Сампсон невольно усмехнулся, заметив, как при этих словах инспектора у каждого из сидевших в зале сразу выпрямилась спина и каждый заерзал так, будто сиденье под ним стало раскаляться.
— Я бы хотел, чтобы вы представили себе, что сегодня — вечер того понедельника. Я бы хотел, чтобы вы мысленно перенеслись в тот вечер и попытались вспомнить все, что тогда происходило. Я имею в виду — все детали и частности, которые остались с того вечера в вашей памяти, какими бы банальными и несущественными они вам ни казались.
Инспектор как раз собирался перейти к опросу, когда в задней части партера появилась группа людей. Сампсон шепотом поздоровался с ними. Это пришли актеры — Эва Эллис, Хильда Оранж, Стивен Барри, Джеймс Пил и еще три-четыре, занятых в «Играх с оружием». Они уже переоделись. Пил шепотом пояснил, что они шли из гардеробных и заглянули в зал, потому что услышали голоса.
— Это инспектор Квин устроил тут маленькое собрание, — негромко пояснил Сампсон.
— Как вы думаете, инспектор будет против, если мы немножко поприсутствуем и послушаем? — потихоньку спросил Барри, внимательно глядя на Квина, который смолк и ледяным взглядом обвел актеров.
— Не знаю, почему бы… — начал было Сампсон, но Эва Эллис шикнула на него, и все умолкли.
— Вот… — продолжал инспектор, когда разговоры в задней части зала стихли. — Вот… так, собственно, и обстоят дела… Представьте, что сегодня — вечер понедельника. Поднимается занавес, начинается второй акт. На сцене — темно, в зале — тоже. Раздается стрельба, крик, вы с напряженным вниманием следите за событиями, разворачивающимися там. Кто-нибудь из вас — в первую очередь я обращаюсь к тем, кто сидел на угловых местах, — не заметил ли чего странного? Необычного? Что-нибудь, быть может, мешало вам смотреть спектакль? Ничего такого не происходило поблизости?
Он замер в ожидании ответов. Но сидевшие в зале только покачали головами — кто растерянно, кто с опаской. Никто не ответил.

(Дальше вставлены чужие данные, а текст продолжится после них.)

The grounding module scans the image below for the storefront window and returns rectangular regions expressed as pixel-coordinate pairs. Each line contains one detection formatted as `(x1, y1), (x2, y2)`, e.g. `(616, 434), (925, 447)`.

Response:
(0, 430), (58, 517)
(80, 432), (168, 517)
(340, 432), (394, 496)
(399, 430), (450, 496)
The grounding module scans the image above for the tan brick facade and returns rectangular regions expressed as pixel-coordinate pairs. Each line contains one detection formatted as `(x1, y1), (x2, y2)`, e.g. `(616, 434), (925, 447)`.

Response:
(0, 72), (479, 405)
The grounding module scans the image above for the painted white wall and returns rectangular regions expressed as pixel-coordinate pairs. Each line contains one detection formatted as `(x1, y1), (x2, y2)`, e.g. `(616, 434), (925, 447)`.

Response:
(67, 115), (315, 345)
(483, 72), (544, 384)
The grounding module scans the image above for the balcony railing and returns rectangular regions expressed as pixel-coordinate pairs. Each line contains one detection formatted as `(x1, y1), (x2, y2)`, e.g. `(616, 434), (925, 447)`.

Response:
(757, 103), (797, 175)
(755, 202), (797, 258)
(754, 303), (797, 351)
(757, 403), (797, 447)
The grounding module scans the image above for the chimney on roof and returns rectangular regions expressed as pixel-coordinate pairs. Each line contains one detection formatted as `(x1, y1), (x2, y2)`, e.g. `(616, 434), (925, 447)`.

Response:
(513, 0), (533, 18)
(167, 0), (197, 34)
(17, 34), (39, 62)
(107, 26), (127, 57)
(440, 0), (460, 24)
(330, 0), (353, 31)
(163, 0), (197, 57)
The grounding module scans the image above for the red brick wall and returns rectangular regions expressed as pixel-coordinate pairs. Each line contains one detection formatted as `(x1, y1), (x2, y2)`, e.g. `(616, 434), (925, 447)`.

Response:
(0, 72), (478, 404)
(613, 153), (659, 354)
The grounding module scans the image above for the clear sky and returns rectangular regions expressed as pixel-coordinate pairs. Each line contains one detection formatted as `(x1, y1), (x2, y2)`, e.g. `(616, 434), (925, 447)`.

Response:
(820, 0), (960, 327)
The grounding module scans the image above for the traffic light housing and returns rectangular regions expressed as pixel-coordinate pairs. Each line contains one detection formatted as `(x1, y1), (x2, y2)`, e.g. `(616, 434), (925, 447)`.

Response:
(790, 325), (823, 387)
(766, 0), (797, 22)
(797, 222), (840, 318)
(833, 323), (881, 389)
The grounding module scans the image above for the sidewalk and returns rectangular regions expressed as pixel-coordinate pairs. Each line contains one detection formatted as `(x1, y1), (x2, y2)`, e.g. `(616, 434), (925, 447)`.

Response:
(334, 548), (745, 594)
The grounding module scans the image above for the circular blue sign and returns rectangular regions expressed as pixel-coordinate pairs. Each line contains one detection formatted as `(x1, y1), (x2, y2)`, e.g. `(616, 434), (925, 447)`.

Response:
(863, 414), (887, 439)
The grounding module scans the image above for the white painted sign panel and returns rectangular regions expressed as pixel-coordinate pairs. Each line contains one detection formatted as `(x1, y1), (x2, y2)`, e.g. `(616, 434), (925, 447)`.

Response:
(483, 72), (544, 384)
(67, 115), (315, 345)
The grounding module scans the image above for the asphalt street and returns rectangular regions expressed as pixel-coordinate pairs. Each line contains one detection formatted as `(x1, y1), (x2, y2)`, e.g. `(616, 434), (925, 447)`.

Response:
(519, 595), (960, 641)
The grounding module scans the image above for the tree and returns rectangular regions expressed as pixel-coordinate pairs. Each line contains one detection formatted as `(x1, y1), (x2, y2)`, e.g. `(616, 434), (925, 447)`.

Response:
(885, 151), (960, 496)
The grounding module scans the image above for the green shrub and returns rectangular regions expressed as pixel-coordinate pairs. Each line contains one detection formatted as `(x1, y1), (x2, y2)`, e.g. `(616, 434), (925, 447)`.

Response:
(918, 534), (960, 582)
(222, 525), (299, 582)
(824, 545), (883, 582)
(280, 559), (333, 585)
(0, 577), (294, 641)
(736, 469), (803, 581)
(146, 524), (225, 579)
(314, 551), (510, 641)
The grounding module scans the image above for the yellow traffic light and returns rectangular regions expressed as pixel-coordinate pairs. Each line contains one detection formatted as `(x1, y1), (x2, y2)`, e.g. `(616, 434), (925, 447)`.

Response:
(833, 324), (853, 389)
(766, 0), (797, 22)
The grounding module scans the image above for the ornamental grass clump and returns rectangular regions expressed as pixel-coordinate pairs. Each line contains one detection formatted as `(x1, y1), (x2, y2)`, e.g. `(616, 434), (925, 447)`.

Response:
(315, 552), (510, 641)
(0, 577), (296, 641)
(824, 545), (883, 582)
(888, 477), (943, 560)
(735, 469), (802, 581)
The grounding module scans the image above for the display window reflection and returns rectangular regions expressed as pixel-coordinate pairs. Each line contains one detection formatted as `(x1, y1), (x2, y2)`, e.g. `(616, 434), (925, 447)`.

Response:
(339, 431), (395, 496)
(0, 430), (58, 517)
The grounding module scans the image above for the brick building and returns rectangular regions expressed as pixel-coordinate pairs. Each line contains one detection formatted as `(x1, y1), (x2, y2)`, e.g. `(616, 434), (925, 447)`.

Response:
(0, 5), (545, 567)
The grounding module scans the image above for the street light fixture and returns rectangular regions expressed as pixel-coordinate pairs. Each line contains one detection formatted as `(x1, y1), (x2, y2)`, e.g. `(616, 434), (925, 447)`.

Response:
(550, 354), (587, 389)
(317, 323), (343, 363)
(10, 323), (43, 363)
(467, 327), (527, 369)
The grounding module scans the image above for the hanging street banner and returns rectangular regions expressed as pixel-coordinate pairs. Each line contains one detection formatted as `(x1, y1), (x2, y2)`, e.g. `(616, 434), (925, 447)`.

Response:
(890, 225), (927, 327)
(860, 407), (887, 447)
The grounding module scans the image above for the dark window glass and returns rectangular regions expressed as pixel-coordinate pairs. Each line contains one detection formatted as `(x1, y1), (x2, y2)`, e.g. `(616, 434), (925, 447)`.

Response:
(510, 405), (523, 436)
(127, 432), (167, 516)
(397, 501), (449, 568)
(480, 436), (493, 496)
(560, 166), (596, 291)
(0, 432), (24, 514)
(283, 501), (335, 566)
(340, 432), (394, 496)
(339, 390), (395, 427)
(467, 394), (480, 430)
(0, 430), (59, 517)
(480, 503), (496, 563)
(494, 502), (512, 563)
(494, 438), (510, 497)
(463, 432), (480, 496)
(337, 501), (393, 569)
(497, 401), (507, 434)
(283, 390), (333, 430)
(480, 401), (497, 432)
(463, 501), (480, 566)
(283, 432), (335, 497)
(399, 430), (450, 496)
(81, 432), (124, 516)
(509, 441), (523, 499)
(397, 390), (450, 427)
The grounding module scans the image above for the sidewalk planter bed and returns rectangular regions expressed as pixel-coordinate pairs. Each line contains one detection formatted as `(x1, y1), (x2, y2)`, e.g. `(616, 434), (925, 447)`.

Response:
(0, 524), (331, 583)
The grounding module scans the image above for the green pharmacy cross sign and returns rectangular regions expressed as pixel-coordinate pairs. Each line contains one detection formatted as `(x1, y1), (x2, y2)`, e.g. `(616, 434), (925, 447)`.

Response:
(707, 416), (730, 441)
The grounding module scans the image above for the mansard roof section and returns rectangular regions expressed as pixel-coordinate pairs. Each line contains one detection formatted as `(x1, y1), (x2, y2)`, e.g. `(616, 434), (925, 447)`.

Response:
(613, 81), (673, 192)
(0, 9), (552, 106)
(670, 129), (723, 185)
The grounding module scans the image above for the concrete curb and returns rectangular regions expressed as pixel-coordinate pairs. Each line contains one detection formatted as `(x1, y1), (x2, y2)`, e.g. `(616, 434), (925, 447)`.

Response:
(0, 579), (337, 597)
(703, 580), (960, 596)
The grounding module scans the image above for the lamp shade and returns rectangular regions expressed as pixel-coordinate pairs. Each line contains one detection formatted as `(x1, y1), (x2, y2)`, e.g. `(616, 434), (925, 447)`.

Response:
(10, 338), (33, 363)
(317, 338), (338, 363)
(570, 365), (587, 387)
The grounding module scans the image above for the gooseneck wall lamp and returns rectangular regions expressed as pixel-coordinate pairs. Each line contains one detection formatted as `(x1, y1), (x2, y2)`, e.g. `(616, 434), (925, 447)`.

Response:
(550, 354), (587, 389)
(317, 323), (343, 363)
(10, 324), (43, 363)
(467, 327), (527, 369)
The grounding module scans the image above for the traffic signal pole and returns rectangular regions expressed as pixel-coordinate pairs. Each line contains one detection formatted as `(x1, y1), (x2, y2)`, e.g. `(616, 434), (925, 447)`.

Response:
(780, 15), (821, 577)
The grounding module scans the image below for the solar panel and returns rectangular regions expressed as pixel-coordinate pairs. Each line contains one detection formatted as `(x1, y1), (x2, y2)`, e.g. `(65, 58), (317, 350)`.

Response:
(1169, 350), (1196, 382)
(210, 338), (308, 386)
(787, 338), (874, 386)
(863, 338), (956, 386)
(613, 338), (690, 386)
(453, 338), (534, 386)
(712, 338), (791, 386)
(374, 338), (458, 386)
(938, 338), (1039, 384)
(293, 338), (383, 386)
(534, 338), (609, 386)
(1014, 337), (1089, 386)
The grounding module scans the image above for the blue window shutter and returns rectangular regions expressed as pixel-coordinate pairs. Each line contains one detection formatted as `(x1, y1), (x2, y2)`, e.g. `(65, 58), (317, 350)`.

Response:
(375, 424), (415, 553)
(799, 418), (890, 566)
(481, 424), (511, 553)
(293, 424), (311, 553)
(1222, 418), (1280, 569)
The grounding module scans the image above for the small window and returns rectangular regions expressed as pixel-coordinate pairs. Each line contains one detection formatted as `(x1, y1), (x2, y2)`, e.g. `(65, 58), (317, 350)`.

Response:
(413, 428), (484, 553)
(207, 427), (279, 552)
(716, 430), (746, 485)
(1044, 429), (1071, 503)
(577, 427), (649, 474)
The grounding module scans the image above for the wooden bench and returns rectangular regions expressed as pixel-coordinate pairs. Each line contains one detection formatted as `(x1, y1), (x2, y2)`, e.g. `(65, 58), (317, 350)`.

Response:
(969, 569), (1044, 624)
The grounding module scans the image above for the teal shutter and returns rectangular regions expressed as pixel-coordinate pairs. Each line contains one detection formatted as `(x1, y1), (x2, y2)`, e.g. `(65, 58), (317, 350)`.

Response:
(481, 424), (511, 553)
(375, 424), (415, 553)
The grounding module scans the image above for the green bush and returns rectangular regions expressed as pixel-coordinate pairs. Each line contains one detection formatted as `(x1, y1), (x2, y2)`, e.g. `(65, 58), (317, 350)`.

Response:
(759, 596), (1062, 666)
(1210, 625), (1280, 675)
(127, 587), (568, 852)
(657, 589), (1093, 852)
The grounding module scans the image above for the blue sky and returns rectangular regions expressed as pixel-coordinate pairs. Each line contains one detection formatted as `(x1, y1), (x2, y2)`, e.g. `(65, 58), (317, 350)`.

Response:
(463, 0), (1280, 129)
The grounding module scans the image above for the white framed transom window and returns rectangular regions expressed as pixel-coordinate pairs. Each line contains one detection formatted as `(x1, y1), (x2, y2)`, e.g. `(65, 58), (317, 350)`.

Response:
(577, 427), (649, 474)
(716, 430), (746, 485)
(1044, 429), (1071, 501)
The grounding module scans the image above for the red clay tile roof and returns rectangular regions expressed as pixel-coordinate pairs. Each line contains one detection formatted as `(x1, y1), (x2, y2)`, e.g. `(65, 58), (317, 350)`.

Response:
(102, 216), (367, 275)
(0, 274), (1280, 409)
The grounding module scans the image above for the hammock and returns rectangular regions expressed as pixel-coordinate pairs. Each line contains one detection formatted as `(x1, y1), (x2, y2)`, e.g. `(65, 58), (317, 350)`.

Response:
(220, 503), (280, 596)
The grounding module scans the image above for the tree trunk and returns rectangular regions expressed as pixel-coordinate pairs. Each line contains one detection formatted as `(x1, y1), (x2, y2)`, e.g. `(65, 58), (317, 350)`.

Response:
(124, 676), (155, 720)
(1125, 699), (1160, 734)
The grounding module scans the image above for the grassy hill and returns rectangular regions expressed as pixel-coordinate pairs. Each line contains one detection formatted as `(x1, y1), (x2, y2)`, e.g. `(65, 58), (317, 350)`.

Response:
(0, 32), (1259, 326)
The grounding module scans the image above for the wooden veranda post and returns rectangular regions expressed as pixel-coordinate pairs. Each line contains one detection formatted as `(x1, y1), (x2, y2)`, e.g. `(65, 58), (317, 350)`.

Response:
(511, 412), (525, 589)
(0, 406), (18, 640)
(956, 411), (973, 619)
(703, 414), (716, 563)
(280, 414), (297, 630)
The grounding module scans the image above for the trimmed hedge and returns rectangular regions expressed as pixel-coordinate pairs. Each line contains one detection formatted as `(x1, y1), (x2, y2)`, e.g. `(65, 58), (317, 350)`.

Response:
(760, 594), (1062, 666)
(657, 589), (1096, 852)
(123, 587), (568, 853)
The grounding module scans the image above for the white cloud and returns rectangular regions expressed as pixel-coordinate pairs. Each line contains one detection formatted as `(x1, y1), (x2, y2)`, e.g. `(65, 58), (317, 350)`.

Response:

— Припоминайте получше, — проворчал инспектор. — Вы, вероятно, помните, что я в понедельник уже проходил по этому проходу и задавал вам те же вопросы. Конечно, я не хочу сейчас слышать от вас какие-то выдумки и вовсе не ожидаю никаких сенсационных заявлений — после того, как в понедельник вы все мне сказали, что ни о чем таком не можете вспомнить. Но поймите: мы оказались в очень трудном положении. Здесь был убит человек, а мы, откровенно признаться, зашли при расследовании в тупик. Это одно из самых трудных дел, которые мне когда-либо в жизни доводилось расследовать. В такой ситуации, когда мы приперты к стене и просто не знаем, что делать дальше, — видите, насколько я откровенен с вами, и жду от вас ответной откровенности — я просто вынужден обратиться к той части публики, которая в понедельник вечером только и могла что-либо заметить, если, конечно, вообще было что замечать… Насколько я знаю по своему опыту, сплошь и рядом бывает, что кто-нибудь, когда волнуется, когда нервничает, забывает важные детали и частности. А потом, когда пройдет несколько часов, дней или недель, он возвращается в нормальное состояние и вспоминает их снова. Я надеюсь, что с вами случится нечто подобное…
Пока инспектор говорил эти горькие слова, нервозность у его слушателей сменилась напряженным вниманием. Когда он закончил, присутствующие в зале повернулись друг к другу и принялись взволнованно перешептываться. Время от времени они отрицательно покачивали головами, хотя некоторые и начинали после этого что-то горячо втолковывать соседу.
Инспектор терпеливо ждал.
— Поднимите руку, если у вас есть что сказать, — попросил он.
Одна из женщин робко подняла свою белую вялую руку.
— Да, я слушаю вас! — воскликнул Квин и указал на нее пальцем. — Вы вспомнили что-то необычное?